К поверженному «Полуночному Грому» стягивались баронские слуги. Электроприводы спрятанной под шлемом кабины, должно быть, окончательно вышли из строя, поэтому они вгрызались вибро-пилами в бронеколпак, пытаясь проделать в нем брешь и вызволить своего хозяина. Остатки дыма из дымовых шашек вяло колыхались у самой земли, не в силах скрыть этого позорного зрелища от зрителей.
А зрителей оказалось в избытке. Вокруг отгороженной турнирной площадки собралась добрая половина лагеря — пять тысяч душ, не меньше. В этой человеческой мешанине, пестрой от разноцветных ливрей и гербов, звенящей сталью и ругающейся на дюжинах невообразимых диалектов, Гримберт с удовлетворением разглядел по меньшей мере несколько десятков рыцарских вымпелов, среди которых особенно выделялся один — золотой лев на багровом поле. Это означало, что господин королевский сенешаль тоже был среди зрителей. Гримберт надеялся, что у него было лучшее место.

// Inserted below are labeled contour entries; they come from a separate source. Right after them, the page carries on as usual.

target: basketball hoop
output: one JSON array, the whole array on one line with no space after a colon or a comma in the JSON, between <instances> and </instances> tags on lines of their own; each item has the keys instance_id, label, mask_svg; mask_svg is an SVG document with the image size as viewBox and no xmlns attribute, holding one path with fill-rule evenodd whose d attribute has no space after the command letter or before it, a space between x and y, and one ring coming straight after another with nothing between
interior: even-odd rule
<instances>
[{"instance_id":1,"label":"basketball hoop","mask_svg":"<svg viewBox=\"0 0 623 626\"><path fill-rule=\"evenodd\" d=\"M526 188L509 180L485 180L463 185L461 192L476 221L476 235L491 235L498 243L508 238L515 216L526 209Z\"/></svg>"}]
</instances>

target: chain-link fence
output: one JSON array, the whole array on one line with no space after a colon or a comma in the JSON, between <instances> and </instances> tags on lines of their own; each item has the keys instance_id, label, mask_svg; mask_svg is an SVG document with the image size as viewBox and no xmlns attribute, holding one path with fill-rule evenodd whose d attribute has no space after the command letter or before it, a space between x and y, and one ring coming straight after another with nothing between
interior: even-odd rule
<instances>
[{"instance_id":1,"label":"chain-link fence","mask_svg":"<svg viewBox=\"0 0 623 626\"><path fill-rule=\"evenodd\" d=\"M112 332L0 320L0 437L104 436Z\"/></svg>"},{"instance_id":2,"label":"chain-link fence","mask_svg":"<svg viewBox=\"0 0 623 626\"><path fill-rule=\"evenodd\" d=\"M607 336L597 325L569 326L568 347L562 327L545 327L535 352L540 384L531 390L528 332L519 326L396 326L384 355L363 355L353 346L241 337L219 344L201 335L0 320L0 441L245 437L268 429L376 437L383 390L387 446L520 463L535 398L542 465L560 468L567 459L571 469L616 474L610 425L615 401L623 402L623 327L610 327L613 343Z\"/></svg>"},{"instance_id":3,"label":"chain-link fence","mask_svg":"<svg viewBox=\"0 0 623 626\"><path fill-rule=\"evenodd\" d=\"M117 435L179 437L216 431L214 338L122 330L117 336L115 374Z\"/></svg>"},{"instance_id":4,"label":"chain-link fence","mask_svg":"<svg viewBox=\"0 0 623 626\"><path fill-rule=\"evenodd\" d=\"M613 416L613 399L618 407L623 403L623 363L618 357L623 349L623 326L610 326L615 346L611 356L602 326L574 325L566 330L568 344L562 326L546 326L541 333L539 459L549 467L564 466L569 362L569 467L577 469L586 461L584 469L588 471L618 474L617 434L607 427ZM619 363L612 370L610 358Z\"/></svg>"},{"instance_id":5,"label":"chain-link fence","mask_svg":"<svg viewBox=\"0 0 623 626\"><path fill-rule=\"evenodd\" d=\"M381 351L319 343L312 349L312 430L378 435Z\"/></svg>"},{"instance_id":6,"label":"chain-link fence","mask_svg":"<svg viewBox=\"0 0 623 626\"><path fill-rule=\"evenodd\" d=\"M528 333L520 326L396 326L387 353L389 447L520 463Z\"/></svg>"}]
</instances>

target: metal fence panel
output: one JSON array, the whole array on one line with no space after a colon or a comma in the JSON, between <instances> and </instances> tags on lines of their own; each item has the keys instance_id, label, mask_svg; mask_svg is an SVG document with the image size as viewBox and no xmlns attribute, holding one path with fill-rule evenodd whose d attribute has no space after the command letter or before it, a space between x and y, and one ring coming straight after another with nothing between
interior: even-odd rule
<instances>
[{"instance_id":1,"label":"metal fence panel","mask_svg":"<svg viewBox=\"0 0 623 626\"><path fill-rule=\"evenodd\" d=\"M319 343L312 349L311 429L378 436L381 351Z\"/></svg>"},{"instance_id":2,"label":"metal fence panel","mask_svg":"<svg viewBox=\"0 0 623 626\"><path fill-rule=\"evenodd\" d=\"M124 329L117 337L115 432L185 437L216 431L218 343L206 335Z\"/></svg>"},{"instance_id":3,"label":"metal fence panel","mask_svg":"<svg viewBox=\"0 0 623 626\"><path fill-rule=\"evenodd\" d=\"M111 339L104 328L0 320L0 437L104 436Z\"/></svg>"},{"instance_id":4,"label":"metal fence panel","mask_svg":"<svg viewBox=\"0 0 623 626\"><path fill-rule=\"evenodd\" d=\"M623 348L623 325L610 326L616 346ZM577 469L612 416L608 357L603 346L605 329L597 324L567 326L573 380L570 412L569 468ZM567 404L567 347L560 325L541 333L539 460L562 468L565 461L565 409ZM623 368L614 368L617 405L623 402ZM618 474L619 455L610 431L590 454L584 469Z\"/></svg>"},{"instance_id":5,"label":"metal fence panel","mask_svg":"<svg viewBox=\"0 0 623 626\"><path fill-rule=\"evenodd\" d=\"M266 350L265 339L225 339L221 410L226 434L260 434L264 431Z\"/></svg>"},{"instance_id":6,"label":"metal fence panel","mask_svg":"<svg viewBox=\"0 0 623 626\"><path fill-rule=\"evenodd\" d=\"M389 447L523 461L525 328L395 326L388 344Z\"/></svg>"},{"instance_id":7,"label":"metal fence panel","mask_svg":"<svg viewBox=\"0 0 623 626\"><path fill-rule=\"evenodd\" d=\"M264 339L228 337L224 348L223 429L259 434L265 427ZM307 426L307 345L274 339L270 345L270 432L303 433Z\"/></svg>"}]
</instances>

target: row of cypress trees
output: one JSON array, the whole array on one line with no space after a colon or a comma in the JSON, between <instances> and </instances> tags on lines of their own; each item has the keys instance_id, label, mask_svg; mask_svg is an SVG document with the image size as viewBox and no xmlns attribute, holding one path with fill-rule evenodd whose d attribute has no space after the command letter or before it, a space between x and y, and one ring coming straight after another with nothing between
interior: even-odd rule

Несмотря на то, что бой кончился несколько минут назад, а победитель и побежденный замерли в неподвижности, над лагерем все еще плыл злой птичий клёкот возбужденной толпы, все еще распаленной поединком. Гримберт знал, что люди еще не скоро успокоятся. Как охотничьи псы накануне травли они чувствовали кровь, которая еще не успела пролиться, и потому были возбуждены сверх обычного.
Сейчас этот грязный сброд ругается, отсчитывая друг другу проигранные в споре монеты, богохульствует, пьет и распевает похабные песни, не подозревая, что уже завтра кого-то из них насадят на лангобардские копья, кому-то проломят голову шестопером, а кого-то бросят подыхать на поле боя с распоротым животом, и если вчерашние дружки еще вспомнят про него, то только для того, чтоб стянуть с него, еще хрипящего, сапоги.

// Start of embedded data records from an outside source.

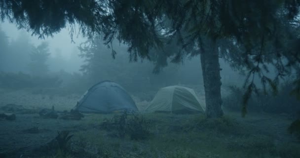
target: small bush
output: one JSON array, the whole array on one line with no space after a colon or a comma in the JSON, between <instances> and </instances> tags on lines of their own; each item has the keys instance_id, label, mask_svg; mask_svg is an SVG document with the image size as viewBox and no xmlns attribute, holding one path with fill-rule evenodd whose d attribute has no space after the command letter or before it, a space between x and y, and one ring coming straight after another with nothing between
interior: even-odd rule
<instances>
[{"instance_id":1,"label":"small bush","mask_svg":"<svg viewBox=\"0 0 300 158\"><path fill-rule=\"evenodd\" d=\"M150 128L153 127L154 125L152 122L146 120L142 116L133 113L129 116L125 111L112 119L106 119L101 126L106 130L112 131L113 135L119 138L124 138L128 135L132 140L141 140L150 135Z\"/></svg>"}]
</instances>

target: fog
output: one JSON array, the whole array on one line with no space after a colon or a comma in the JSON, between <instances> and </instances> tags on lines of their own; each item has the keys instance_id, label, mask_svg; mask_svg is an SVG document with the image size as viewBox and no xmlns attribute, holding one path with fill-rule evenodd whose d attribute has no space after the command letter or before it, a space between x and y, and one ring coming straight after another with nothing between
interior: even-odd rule
<instances>
[{"instance_id":1,"label":"fog","mask_svg":"<svg viewBox=\"0 0 300 158\"><path fill-rule=\"evenodd\" d=\"M262 89L256 76L259 88L247 93L249 72L220 57L219 90L219 74L207 73L204 87L199 55L167 58L156 72L166 59L158 50L132 61L118 41L75 34L67 28L40 39L0 23L0 158L299 158L287 131L300 118L289 78ZM206 69L218 74L216 63ZM208 117L209 109L222 114Z\"/></svg>"}]
</instances>

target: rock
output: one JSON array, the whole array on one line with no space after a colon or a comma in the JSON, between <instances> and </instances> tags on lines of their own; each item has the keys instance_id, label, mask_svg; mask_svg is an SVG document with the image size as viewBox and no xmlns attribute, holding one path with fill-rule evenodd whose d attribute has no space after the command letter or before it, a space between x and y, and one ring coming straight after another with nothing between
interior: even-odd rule
<instances>
[{"instance_id":1,"label":"rock","mask_svg":"<svg viewBox=\"0 0 300 158\"><path fill-rule=\"evenodd\" d=\"M14 114L4 114L7 120L13 120L16 119L16 115Z\"/></svg>"},{"instance_id":2,"label":"rock","mask_svg":"<svg viewBox=\"0 0 300 158\"><path fill-rule=\"evenodd\" d=\"M58 115L57 112L54 111L54 107L52 109L43 109L41 110L38 113L39 116L44 118L57 118Z\"/></svg>"},{"instance_id":3,"label":"rock","mask_svg":"<svg viewBox=\"0 0 300 158\"><path fill-rule=\"evenodd\" d=\"M0 118L5 118L7 120L14 120L16 119L16 115L14 114L0 114Z\"/></svg>"},{"instance_id":4,"label":"rock","mask_svg":"<svg viewBox=\"0 0 300 158\"><path fill-rule=\"evenodd\" d=\"M34 127L26 130L24 130L23 131L29 133L38 133L39 132L39 129L38 129L38 127Z\"/></svg>"}]
</instances>

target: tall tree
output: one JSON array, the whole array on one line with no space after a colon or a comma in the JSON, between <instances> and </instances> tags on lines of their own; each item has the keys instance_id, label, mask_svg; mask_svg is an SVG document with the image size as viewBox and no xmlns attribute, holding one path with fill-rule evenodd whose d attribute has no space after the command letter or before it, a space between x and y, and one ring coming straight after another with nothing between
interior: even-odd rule
<instances>
[{"instance_id":1,"label":"tall tree","mask_svg":"<svg viewBox=\"0 0 300 158\"><path fill-rule=\"evenodd\" d=\"M46 61L50 53L49 53L48 44L43 42L37 47L33 47L30 54L31 62L29 63L29 68L33 75L43 76L49 71Z\"/></svg>"},{"instance_id":2,"label":"tall tree","mask_svg":"<svg viewBox=\"0 0 300 158\"><path fill-rule=\"evenodd\" d=\"M300 5L300 0L0 0L0 12L2 19L7 18L41 37L60 31L68 23L76 22L84 35L99 34L108 44L115 38L128 44L130 57L134 61L139 56L151 59L151 49L163 49L166 39L175 39L185 49L169 54L175 54L174 62L188 54L200 54L207 116L216 118L223 114L218 41L229 40L233 44L230 45L245 50L233 56L243 56L238 59L245 60L238 63L258 63L258 67L246 66L252 68L249 74L256 74L260 64L265 62L259 57L264 53L251 54L257 50L266 52L266 41L274 40L270 45L282 43L278 36L282 34L278 33L286 32L284 28L288 27L281 26L294 24ZM284 25L277 27L280 24ZM196 53L187 49L195 46L201 48ZM300 62L298 52L280 46L276 49L280 51L268 52L284 56L294 66L299 66L295 64ZM115 53L113 51L113 55ZM281 68L279 65L277 69ZM254 85L250 82L248 93Z\"/></svg>"},{"instance_id":3,"label":"tall tree","mask_svg":"<svg viewBox=\"0 0 300 158\"><path fill-rule=\"evenodd\" d=\"M0 27L0 71L4 70L3 63L7 60L8 53L8 38Z\"/></svg>"}]
</instances>

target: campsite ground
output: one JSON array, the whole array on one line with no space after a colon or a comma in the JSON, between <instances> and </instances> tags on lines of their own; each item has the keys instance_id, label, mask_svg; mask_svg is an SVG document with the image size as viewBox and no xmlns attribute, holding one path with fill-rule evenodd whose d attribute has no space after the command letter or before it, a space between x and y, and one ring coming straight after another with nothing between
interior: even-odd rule
<instances>
[{"instance_id":1,"label":"campsite ground","mask_svg":"<svg viewBox=\"0 0 300 158\"><path fill-rule=\"evenodd\" d=\"M0 109L7 104L28 110L14 112L14 121L0 120L0 157L5 158L299 158L300 144L287 128L292 120L284 115L240 114L226 112L216 119L203 115L145 114L153 122L146 139L119 138L101 127L114 115L86 115L79 120L45 119L37 112L54 106L69 110L79 96L51 96L28 91L0 90ZM143 109L147 102L139 101ZM3 112L1 111L0 112ZM120 115L120 114L119 114ZM32 128L38 127L38 128ZM27 131L29 129L36 130ZM57 135L69 130L74 136L64 154L44 148ZM130 133L129 133L130 134ZM33 153L33 151L34 151Z\"/></svg>"}]
</instances>

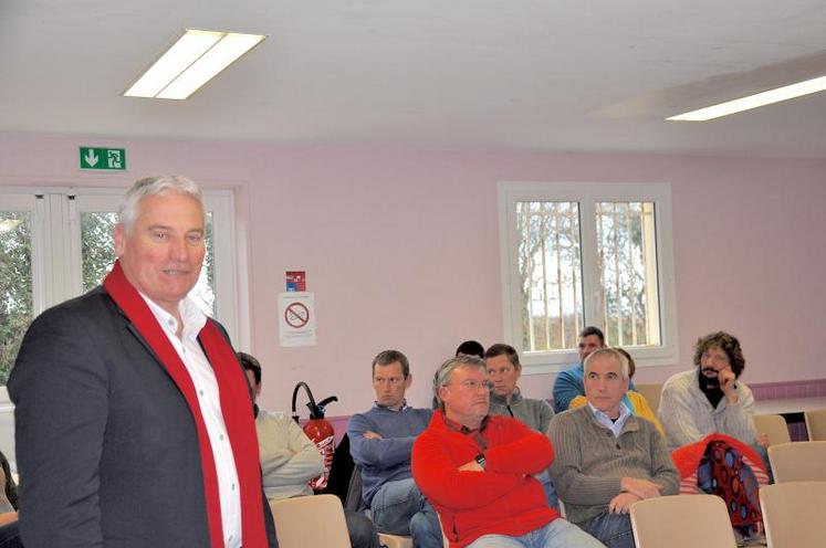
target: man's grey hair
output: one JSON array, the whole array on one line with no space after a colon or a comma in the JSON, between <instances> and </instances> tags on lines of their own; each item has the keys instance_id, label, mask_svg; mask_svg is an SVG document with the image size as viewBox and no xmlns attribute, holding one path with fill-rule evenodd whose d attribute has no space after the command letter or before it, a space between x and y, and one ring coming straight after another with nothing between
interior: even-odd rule
<instances>
[{"instance_id":1,"label":"man's grey hair","mask_svg":"<svg viewBox=\"0 0 826 548\"><path fill-rule=\"evenodd\" d=\"M450 378L453 376L453 371L460 367L475 368L481 369L484 373L488 372L488 366L484 363L483 359L477 358L475 356L468 356L467 354L460 354L439 366L436 376L433 376L433 397L436 397L439 409L442 411L445 411L445 402L439 398L439 389L450 384Z\"/></svg>"},{"instance_id":2,"label":"man's grey hair","mask_svg":"<svg viewBox=\"0 0 826 548\"><path fill-rule=\"evenodd\" d=\"M167 192L186 194L197 201L198 205L201 207L201 211L203 211L206 224L203 194L201 193L201 189L199 189L191 179L177 175L146 177L136 181L135 185L126 191L121 208L117 211L118 222L124 225L127 234L130 234L132 229L135 226L135 221L137 221L138 213L140 212L140 201L144 198L165 194Z\"/></svg>"},{"instance_id":3,"label":"man's grey hair","mask_svg":"<svg viewBox=\"0 0 826 548\"><path fill-rule=\"evenodd\" d=\"M590 362L598 358L606 358L611 357L614 360L616 360L617 363L619 363L619 370L623 372L623 379L628 380L629 379L629 367L628 367L628 358L623 356L623 352L615 348L600 348L599 350L594 350L588 355L587 358L585 358L585 361L583 362L583 367L585 368L585 377L588 377L588 370L590 369Z\"/></svg>"}]
</instances>

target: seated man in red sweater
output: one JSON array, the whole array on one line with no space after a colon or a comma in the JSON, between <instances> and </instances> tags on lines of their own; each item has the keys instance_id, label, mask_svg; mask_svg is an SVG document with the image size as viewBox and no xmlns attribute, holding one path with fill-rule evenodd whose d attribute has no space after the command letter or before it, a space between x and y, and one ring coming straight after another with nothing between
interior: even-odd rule
<instances>
[{"instance_id":1,"label":"seated man in red sweater","mask_svg":"<svg viewBox=\"0 0 826 548\"><path fill-rule=\"evenodd\" d=\"M451 548L599 548L548 507L534 477L554 457L547 436L489 415L484 361L457 356L433 381L439 410L412 449L412 475L436 508Z\"/></svg>"}]
</instances>

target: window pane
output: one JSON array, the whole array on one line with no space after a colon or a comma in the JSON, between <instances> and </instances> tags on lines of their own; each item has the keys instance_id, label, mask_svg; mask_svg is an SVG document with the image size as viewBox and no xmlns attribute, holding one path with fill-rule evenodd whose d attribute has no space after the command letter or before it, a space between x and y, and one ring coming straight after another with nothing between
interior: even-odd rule
<instances>
[{"instance_id":1,"label":"window pane","mask_svg":"<svg viewBox=\"0 0 826 548\"><path fill-rule=\"evenodd\" d=\"M111 211L81 213L81 262L83 293L101 285L115 262L112 228L117 214Z\"/></svg>"},{"instance_id":2,"label":"window pane","mask_svg":"<svg viewBox=\"0 0 826 548\"><path fill-rule=\"evenodd\" d=\"M0 211L0 384L32 320L31 213Z\"/></svg>"},{"instance_id":3,"label":"window pane","mask_svg":"<svg viewBox=\"0 0 826 548\"><path fill-rule=\"evenodd\" d=\"M81 261L83 264L83 291L100 285L115 262L115 244L112 229L117 223L117 214L112 211L81 213ZM210 316L216 314L215 253L212 242L212 213L207 213L207 253L198 283L190 296Z\"/></svg>"},{"instance_id":4,"label":"window pane","mask_svg":"<svg viewBox=\"0 0 826 548\"><path fill-rule=\"evenodd\" d=\"M583 327L579 207L516 202L522 351L576 346Z\"/></svg>"},{"instance_id":5,"label":"window pane","mask_svg":"<svg viewBox=\"0 0 826 548\"><path fill-rule=\"evenodd\" d=\"M599 323L610 346L659 345L654 202L596 205Z\"/></svg>"},{"instance_id":6,"label":"window pane","mask_svg":"<svg viewBox=\"0 0 826 548\"><path fill-rule=\"evenodd\" d=\"M189 296L198 303L205 314L216 316L216 262L215 242L212 239L212 212L207 212L207 253L203 255L203 267L198 276L198 283L189 293Z\"/></svg>"}]
</instances>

Но это будет завтра, а пока они горланят и ругаются, деля еще не завоеванную добычу и рыча друг на друга. Злобная и заряженная колючей энергией биологическая масса, слишком примитивная, чтоб быть разумной, слишком агрессивная, чтобы эволюционировать.

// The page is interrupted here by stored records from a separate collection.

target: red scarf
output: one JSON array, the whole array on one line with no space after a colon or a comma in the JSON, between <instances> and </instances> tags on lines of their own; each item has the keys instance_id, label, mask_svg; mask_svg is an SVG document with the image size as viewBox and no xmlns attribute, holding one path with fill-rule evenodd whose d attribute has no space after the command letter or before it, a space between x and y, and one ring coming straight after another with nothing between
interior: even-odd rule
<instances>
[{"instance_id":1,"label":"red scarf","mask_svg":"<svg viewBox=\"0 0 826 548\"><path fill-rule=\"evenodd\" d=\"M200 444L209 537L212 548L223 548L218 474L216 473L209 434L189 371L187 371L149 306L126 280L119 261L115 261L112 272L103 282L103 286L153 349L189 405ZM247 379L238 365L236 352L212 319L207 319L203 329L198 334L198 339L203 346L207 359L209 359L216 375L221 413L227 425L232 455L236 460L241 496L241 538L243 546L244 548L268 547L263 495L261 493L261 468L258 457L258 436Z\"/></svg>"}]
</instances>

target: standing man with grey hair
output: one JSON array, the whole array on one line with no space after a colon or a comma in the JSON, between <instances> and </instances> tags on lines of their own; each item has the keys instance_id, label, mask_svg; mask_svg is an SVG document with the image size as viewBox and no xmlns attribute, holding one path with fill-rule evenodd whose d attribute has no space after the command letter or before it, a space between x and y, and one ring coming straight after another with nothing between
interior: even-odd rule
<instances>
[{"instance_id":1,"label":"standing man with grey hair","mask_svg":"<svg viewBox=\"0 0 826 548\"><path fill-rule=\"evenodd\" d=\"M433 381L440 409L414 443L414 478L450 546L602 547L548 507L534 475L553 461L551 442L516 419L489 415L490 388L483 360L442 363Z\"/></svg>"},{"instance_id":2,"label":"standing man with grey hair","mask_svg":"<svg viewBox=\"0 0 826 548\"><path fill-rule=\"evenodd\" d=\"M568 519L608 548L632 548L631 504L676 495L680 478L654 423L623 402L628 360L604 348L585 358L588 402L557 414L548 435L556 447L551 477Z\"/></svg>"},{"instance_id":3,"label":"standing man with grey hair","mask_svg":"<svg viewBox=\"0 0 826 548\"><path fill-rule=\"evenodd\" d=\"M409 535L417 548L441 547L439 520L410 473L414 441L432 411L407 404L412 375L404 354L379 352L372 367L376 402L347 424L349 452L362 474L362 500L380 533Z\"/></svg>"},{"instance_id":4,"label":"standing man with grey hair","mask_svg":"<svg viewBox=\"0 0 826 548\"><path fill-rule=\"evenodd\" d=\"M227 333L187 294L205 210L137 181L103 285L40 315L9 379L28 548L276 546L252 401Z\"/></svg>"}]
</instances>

Гримберт не ощущал к ней ничего кроме брезгливости и лишь вкус недавней победы приглушал это ощущение. Победа была заслуженной и честной, все остальное сейчас не имело значения. А главное — она была только началом.
***
— Превосходный бой, господин маркграф.
Гримберту не требовались чуткие уши «Тура», чтоб разобрать в этом голосе явственный сарказм. Благо говоривший не прикладывал значительных усилий для того, чтоб его скрыть.